Geithner's paternal grandfather, Paul Herman Geithner (1902–1972), emigrated with his parents from the German town of Zeulenroda to Philadelphia in 1908. His father, Peter F. Geithner, was the director of the Asia program at the Ford Foundation in New York in the 1990s. During the early 1980s, Peter Geithner oversaw the Ford Foundation's microfinance programs in Indonesia being developed by Ann Dunham Soetoro, President Barack Obama's mother, and they met in person at least once. Timothy Geithner's mother, Deborah Moore Geithner, is a pianist and piano teacher in Orleans, Massachusetts where his parents currently reside. Geithner's maternal grandfather, Charles F. Moore, was an adviser to President Dwight D. Eisenhower and served as Vice President of Public Relations from 1952-1964 for Ford Motor Company.
Geithner believes along with Henry Paulson, that the United States Department of the Treasury needs new authority to experiment with responses to the financial crisis of 2007–2010. On November 24, 2008, then-President-elect Barack Obama announced his intention to nominate Geithner to be Treasury Secretary.

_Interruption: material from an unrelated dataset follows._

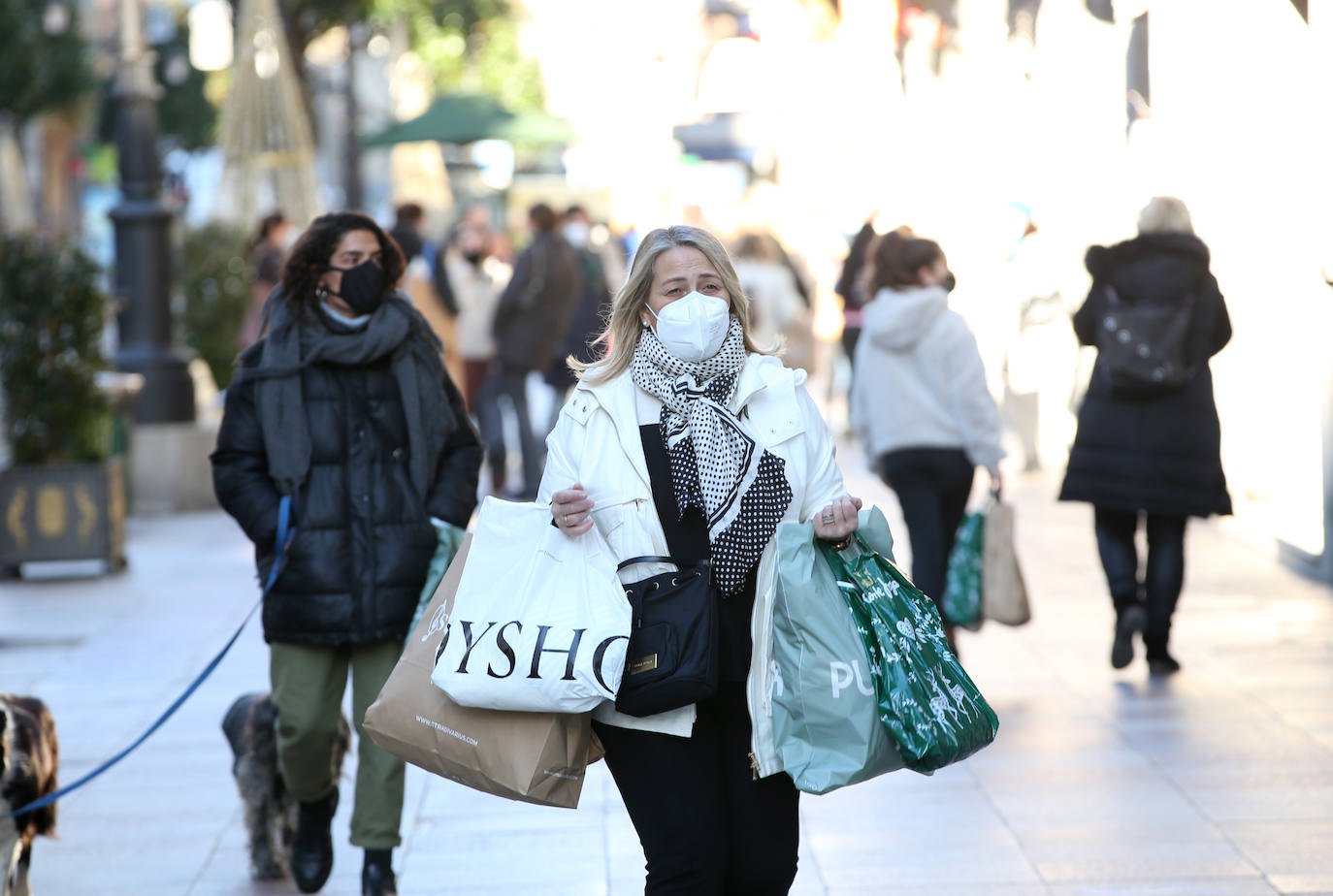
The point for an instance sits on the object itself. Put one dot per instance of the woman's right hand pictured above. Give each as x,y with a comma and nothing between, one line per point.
570,508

In a statement to the Senate Finance Committee, Geithner called the tax issues "careless", "avoidable" and "unintentional" errors, and he said he wanted to "apologize to the committee for putting you in the position of having to spend so much time on these issues". The Obama campaign stated that Geithner was advised by his accountant that he did not owe any taxes beyond those assessed by the IRS following the 2006 audit. Geithner said at the hearing that he had always believed he was an employee, not a self-employed contractor, while serving at the IMF.
In January 2010, Rep. Darrell Issa released a series of e-mails between AIG and the New York Fed. In these e-mails, the Fed urged AIG not to disclose the full details of the payments publicly or in its SEC filings. Issa pushed for an investigation of the matter, and for records and e-mails from the Fed to be subpoenaed. Rep. Edolphus Towns, Chairman of the House Oversight and Government Reform Committee, issued subpoenas for the records and scheduled hearings for late January. Federal Reserve Chairman Ben Bernanke said the Fed would welcome a full review of its actions regarding the AIG payments.

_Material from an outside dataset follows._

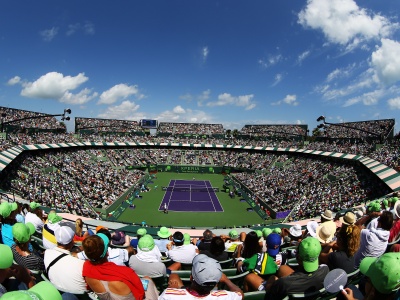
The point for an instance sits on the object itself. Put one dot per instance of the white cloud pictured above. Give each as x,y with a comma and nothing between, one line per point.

Geithner and his predecessor, former Treasury Secretary Henry Paulson, both appeared before the Committee on January 27. Geithner defended the bailout of AIG and the payments to the banks, while reiterating previous denials of any involvement in efforts to withhold details of the transactions. His testimony was met with skepticism and angry disagreement by House members of both parties.
In written comments to the Senate Finance Committee during his confirmation hearings, Geithner stated that the new administration believed China was "manipulating" its currency and that the Obama administration would act "aggressively" using "all the diplomatic avenues" to change China's currency practices. The Obama administration would pressure China diplomatically to change this practice, more strongly than the George W. Bush Administration did. The United States maintained that China's actions hurt American businesses and contributed to the financial crisis.
Shortly after assuming his role as Secretary of the Treasury, Geithner met in Washington with Chinese Foreign Minister Yang Jiechi. He told Yang that the U.S. attached great importance to its relations with China and that U.S.–China cooperation was essential in order for the world economy to fully recover.
On June 1, 2009, during a question-and-answer session following a speech at Peking University, Geithner was asked by a student whether Chinese investments in U.S. Treasury debt were safe. His reply that they were "very safe" drew laughter from the audience.
Geithner co-chaired the high-profile U.S.–China Strategic and Economic Dialogue from July 27 to 28 in Washington, DC and led the Economic Track for the U.S. side.
In November, 2009, Geithner again came under fire from members of both the Congressional Progressive Caucus and the Republican Party. Oregon Representative Peter DeFazio suggested that both Geithner and Lawrence Summers, the director of the National Economic Council, should be fired in order to curtail unemployment and signal a new direction for the Obama administration's fiscal policy. "We think it is time, maybe, that we turn our focus to Main Street," said DeFazio, speaking for himself and some fellow members of the Progressive Caucus. When Geithner appeared in front of the Congressional Joint Economic Committee, the ranking House Republican, Kevin Brady of Texas, said to the secretary, "Conservatives agree that, as point person, you've failed. Liberals are growing in that consensus as well. Poll after poll shows the public has lost confidence in this president's ability to handle the economy. For the sake of our jobs, will you step down from your post?" Geithner defended his record, suggesting Brady was misrepresenting the situation and overestimating popular disapproval of his job performance.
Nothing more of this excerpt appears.